What are the prominent downsides of the D programming language?

Abdulhaq alynch4047 at gmail.com
Mon Sep 21 10:25:02 UTC 2020


On Monday, 21 September 2020 at 09:35:10 UTC, Ruby The Roobster 
wrote:
> On Monday, 21 September 2020 at 09:29:21 UTC, Tomcruisesmart 
> wrote:
>> Hi,
>> I'm looking for healthy conversation.
>> What are the prominent downsides of the D programming language?
>
> One downside is that classes can't inherit from multiple 
> classes.
>  I know that there is a thing called an interface which a class 
> can inherit more that one of those. Thing is, functions in 
> interfaces have to be abstract.  Also, member variables 
> declared in an interface have to be static, and the only member 
> functions that are defined have to be static.
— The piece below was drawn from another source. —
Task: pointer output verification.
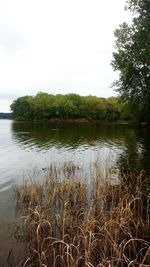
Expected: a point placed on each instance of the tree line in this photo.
(44, 106)
(132, 59)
Why can't we just 
> inherit from multiple classes?

Multiple inheritance would really complicate the language, and 
it's benefits are held not to be sufficient to outweigh the 
downside of that.

Another very important thing to bear in mind is to prefer 
composition over inheritance - a simple maxim but very very true 
(IMO). Google it for more details.

In the seventies and eighties oject orientation was very 
fashionable and books like "Learn C++ in 24 hrs" were mainly 
filled with the complexities of inheritance. This made us think 
that inheritance was the preferred way to share functionality 
between classes of objects. As it turns out, it's not (IMO).